To be honest, that wasn’t my original goal by using the machine. I just don’t have a stand mixer and needed a paddle attachment. I figured using the machine was the easiest way around my lack of kitchen accessories.
For the Dough:
- 1 pkg (1/4 oz) active dry yeast (this = 2 1/4 teaspoons)
- 1/4 cup warm
- 5 cups all-purpose flour (I did not end up needing this much and I had extra dough)
- 1/4 cup warm milk (I used whole, but the recipe calls for 2%)
- 1/3 cup unsalted butter, melted*
- 1/4 cup sugar
- 1 tsp
- 2 eggs
If you’re using a bread machine, follow the directions on how to add ingredients for your specific machine. Since one of the steps from the recipe is to add 3 of the 5 cups of flour called for, then slowly add the rest a little at a time while mixing, if you’re using a machine, this can be hard to judge. While on the dough setting, the lid can be raised without interrupting the mix cycle, so add enough of the remaining flour to get a firm dough. If you are lucky enough to have a stand mixer, Bobby’s directions can be found here.
Lucky for me, I got to skip the hours of letting the dough rise and the punching down part (though I hear it’s therapeutic). Once the machine had finished, I whipped up the caramel sauce and was ready to assemble.
*I used the guide on the butter stick for 1/3 cup, but ended up using a measuring cup to get 1/3 cup after melting. It’s close, so use your best judgement.
For the Caramel:
- 6 tbsp butter, cubed
- 1 cup brown sugar, packed
- 6 tbsp heavy whipping
- 6 tbsp chopped pecans (or to taste – I bought a 2 oz pkg and used most of it.

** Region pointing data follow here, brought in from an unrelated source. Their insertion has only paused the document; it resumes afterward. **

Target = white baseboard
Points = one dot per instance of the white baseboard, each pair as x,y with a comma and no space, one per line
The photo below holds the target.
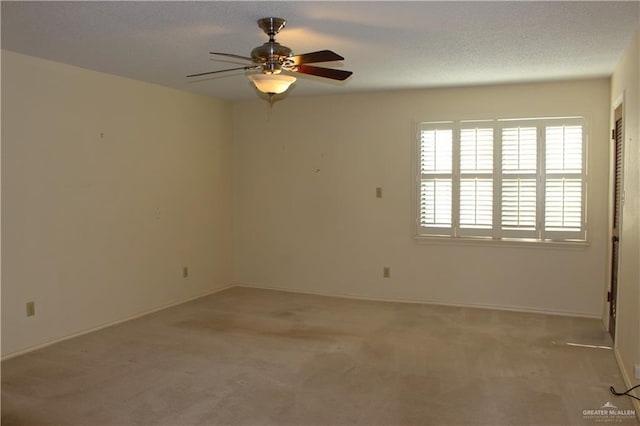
627,381
316,293
110,323
430,302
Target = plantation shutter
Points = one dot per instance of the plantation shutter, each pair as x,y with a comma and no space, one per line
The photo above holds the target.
504,179
476,181
436,179
519,182
564,182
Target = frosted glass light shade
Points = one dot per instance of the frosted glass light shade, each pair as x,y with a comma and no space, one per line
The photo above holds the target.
272,84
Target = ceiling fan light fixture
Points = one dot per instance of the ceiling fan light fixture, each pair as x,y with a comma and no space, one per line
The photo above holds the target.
272,84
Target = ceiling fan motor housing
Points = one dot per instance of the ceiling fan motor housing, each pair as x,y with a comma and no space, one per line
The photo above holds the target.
271,55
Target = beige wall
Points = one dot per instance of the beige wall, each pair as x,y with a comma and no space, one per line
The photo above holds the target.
625,86
109,187
306,216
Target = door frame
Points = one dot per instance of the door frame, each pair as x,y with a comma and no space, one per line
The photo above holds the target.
618,104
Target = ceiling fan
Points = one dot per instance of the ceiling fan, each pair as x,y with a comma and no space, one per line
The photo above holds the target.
271,58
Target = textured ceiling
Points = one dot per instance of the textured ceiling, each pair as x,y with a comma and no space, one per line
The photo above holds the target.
388,45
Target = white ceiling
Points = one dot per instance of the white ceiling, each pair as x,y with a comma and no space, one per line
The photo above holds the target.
388,45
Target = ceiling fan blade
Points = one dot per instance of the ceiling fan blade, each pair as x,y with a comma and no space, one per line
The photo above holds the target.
231,55
319,56
324,72
215,72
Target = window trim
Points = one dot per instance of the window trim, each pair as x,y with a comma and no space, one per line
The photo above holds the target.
494,235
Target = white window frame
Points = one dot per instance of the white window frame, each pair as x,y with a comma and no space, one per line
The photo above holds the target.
496,232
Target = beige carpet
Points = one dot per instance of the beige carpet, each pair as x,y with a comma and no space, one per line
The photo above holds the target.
258,357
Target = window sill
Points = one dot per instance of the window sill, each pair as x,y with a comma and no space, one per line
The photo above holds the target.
502,242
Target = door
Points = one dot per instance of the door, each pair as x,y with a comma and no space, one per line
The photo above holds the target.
617,212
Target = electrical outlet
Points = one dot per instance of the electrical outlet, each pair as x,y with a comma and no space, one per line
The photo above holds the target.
31,309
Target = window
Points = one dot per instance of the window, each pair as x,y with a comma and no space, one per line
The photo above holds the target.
502,179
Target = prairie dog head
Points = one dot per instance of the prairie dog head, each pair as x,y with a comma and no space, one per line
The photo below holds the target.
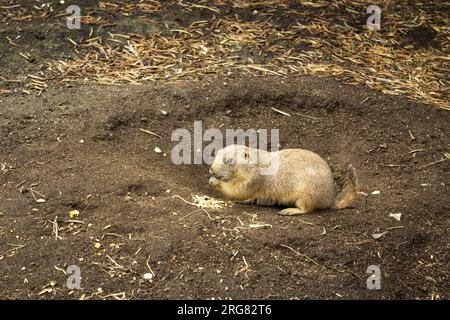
234,163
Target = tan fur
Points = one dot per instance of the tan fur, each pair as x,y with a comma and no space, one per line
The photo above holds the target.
303,182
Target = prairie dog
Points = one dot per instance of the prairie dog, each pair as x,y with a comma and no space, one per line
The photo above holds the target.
303,181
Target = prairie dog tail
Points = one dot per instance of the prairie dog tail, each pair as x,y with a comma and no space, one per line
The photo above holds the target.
348,191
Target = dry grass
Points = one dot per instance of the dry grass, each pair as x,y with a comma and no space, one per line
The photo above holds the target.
320,37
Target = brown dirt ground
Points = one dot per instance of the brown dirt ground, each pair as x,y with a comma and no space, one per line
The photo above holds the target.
120,186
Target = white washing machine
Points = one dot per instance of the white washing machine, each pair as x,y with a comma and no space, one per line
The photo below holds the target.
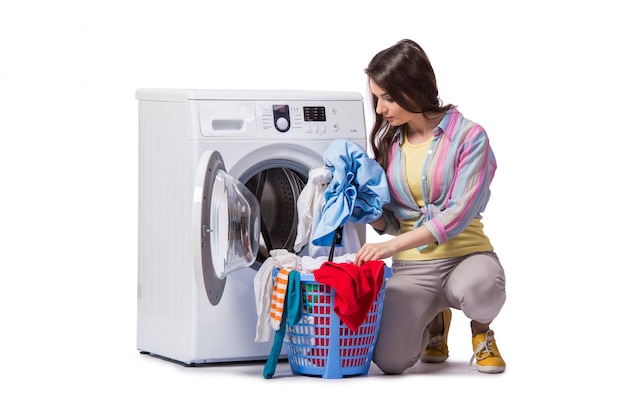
220,172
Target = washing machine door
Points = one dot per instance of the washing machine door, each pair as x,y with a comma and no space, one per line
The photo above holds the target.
227,218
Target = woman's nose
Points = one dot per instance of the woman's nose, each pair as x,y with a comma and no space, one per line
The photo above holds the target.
379,108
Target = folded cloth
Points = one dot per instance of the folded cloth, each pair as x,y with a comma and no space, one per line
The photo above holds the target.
356,288
264,286
293,307
310,203
357,192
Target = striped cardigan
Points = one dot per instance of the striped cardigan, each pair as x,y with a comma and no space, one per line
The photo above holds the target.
456,176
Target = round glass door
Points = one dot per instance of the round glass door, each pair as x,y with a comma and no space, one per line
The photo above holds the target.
230,225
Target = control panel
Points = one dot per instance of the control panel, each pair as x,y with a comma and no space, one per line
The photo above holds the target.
289,119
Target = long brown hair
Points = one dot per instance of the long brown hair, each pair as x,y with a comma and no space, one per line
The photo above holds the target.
404,72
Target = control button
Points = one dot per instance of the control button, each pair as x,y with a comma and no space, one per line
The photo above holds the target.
282,124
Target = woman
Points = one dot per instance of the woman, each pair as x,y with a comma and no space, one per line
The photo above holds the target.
439,167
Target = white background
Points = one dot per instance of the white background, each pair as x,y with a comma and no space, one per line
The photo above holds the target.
545,78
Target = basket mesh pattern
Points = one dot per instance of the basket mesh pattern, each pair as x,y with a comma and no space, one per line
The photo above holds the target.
320,344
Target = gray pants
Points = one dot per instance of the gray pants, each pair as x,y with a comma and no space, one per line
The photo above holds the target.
419,290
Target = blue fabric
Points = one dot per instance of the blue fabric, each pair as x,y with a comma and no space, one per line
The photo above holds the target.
357,192
292,314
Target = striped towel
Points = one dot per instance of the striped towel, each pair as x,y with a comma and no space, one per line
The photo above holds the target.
278,298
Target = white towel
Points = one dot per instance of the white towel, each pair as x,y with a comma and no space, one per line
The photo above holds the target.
310,203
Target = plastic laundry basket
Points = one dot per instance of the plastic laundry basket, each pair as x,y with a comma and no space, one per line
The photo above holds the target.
321,344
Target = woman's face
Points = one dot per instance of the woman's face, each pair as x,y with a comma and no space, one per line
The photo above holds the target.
393,113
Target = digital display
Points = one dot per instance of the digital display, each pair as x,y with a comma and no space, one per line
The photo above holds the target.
314,114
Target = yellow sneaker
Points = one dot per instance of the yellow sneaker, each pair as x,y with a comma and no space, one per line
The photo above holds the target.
437,349
488,358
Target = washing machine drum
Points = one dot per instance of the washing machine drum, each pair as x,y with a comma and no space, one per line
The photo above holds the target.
277,190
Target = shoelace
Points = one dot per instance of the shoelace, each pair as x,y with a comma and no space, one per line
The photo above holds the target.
484,349
435,342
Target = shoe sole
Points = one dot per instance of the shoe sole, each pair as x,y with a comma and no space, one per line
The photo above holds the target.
433,359
490,369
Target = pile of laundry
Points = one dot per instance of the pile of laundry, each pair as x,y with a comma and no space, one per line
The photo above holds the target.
350,189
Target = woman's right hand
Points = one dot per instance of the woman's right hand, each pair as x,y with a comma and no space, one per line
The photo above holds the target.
373,251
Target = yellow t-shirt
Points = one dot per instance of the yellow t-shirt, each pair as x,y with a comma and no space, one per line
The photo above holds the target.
469,241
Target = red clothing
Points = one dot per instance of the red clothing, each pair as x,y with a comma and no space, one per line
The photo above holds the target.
356,288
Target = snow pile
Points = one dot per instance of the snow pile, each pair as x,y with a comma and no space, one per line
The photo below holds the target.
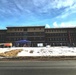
43,51
48,51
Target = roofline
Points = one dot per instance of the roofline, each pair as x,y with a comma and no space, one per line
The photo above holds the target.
23,26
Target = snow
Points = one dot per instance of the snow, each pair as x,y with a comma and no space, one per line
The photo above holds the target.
43,51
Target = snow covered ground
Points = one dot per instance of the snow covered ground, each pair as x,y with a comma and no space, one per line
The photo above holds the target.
43,51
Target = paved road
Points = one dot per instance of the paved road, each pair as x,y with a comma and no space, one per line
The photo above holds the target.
38,67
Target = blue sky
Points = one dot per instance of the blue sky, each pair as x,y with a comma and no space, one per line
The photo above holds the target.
51,13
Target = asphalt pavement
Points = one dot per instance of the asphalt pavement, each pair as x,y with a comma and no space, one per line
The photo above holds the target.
66,67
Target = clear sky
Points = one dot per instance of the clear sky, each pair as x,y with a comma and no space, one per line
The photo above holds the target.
52,13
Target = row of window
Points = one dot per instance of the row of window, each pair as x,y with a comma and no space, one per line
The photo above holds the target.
58,34
54,30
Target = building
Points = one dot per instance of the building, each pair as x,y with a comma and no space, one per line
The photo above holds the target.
40,34
3,36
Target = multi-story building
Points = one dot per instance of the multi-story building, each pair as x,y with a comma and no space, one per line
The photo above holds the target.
40,34
33,33
60,36
2,36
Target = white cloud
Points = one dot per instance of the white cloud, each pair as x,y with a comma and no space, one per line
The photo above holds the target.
47,26
64,24
63,3
55,24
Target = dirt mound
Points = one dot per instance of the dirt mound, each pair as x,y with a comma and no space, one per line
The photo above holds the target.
11,53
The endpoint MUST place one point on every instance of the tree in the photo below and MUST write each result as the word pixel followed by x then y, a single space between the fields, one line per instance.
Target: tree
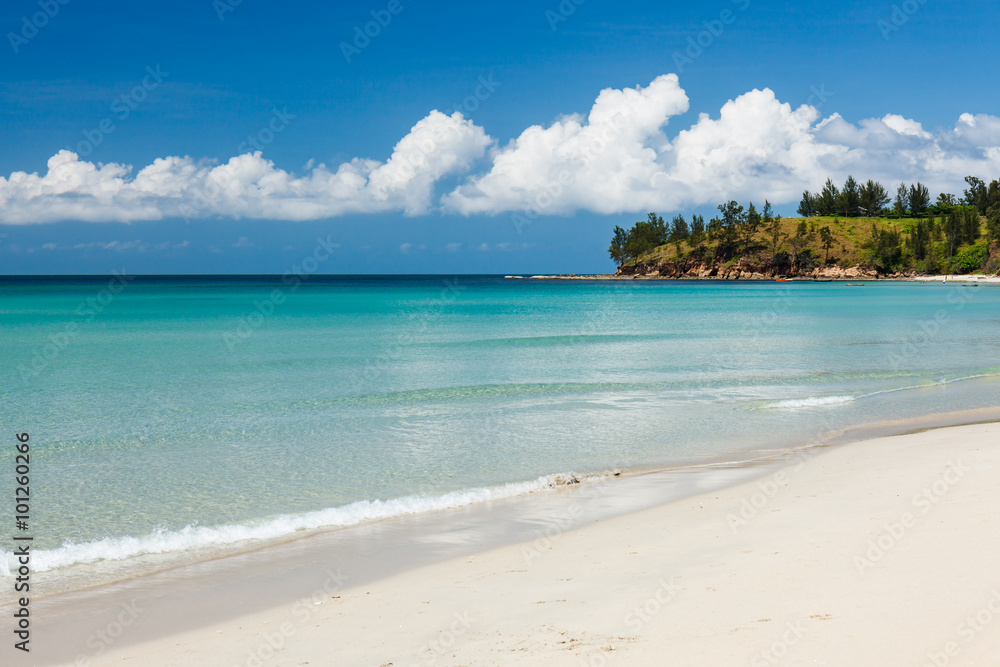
pixel 617 248
pixel 730 225
pixel 919 198
pixel 679 230
pixel 873 197
pixel 827 201
pixel 646 235
pixel 826 238
pixel 993 222
pixel 951 226
pixel 752 223
pixel 697 229
pixel 807 207
pixel 902 204
pixel 884 251
pixel 919 239
pixel 970 224
pixel 773 230
pixel 946 200
pixel 849 202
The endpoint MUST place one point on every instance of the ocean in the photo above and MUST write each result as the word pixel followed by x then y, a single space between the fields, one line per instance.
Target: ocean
pixel 178 418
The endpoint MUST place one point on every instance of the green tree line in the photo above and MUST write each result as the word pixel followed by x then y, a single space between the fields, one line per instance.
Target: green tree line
pixel 933 237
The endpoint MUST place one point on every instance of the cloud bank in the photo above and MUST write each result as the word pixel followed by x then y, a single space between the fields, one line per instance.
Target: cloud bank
pixel 618 158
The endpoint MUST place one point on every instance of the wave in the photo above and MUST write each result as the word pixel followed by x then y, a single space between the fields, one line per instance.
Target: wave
pixel 163 541
pixel 811 402
pixel 492 391
pixel 560 339
pixel 820 401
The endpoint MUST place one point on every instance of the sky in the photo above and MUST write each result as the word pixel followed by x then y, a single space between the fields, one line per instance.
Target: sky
pixel 402 136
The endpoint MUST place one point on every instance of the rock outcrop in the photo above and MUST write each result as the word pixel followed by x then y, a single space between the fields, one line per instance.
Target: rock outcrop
pixel 745 269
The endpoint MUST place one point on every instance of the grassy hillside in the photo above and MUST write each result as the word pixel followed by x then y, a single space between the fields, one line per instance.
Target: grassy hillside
pixel 849 238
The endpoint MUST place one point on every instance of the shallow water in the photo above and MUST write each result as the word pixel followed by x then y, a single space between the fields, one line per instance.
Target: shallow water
pixel 173 414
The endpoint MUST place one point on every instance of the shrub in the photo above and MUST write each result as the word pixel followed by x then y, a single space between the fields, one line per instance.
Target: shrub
pixel 971 259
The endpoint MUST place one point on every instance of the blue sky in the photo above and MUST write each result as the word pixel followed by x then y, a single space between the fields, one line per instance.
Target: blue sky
pixel 175 79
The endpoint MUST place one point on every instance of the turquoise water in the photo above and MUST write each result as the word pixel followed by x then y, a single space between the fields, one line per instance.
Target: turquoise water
pixel 171 414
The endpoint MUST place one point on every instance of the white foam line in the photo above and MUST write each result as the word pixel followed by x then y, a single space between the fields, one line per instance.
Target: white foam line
pixel 193 537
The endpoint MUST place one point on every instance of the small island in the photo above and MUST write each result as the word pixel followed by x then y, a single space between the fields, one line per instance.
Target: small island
pixel 842 234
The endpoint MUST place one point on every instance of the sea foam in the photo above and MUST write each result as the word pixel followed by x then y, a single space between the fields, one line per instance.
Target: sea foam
pixel 162 541
pixel 811 402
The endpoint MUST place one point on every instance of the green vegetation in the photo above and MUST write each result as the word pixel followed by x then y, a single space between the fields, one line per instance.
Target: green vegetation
pixel 858 224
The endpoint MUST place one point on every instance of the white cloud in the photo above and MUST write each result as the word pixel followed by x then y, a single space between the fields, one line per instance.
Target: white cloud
pixel 594 163
pixel 247 186
pixel 617 158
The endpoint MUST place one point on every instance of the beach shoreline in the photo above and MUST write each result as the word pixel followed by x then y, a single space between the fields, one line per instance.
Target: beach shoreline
pixel 972 278
pixel 553 525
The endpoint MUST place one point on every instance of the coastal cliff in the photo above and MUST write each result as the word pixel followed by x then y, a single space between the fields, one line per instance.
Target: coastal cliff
pixel 745 269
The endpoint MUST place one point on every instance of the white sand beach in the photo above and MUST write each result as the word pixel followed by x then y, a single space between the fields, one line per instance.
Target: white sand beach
pixel 881 552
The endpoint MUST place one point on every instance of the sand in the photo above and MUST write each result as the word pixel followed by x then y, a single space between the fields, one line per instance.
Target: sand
pixel 882 552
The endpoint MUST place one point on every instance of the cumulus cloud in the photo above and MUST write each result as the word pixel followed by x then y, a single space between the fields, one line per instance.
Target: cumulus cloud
pixel 756 148
pixel 617 158
pixel 247 186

Bring butter, brown sugar and cream to boil in a small saucepan. Cook and stir about 3 minutes, then remove from heat.
Bobby says to pour half in the bottom of a greased bundt pan. I eyeballed about a third, then added some chopped pecans.
- 1 cup sugar with 1-2 tsp ground cinnamon mixed in, or to taste, in a bowl
- 1/2 cup unsalted butter, melted, in a separate bowl
Flour a flat surface or cutting board so your dough won’t stick. Break off balls of dough (about 1 inch each). Dip each dough ball in the melted butter completely, then roll in the cinnamon sugar to coat.
For each layer, you want about 20 dough balls before adding another caramel-pecan layer. Since Bobby did a half n half version, you’ll only need 2 layers each of dough to caramel-pecan. My version had as many dough layers, adding 10 extra dough balls to second layer, then I added the rest of the caramel-pecans on top.
After all that, you think you’re done and ready to bake, right? No. You get to let it rise in the bundt pan for another 45 minutes to an hour. Your dough should be at/near/slightly over the edge.
Now you’re ready to bake! Do so at 350 degrees for 45-50 minutes. Allow to cool about 10 minutes before inverting onto serving plate. Serve warm, gooey and delicious!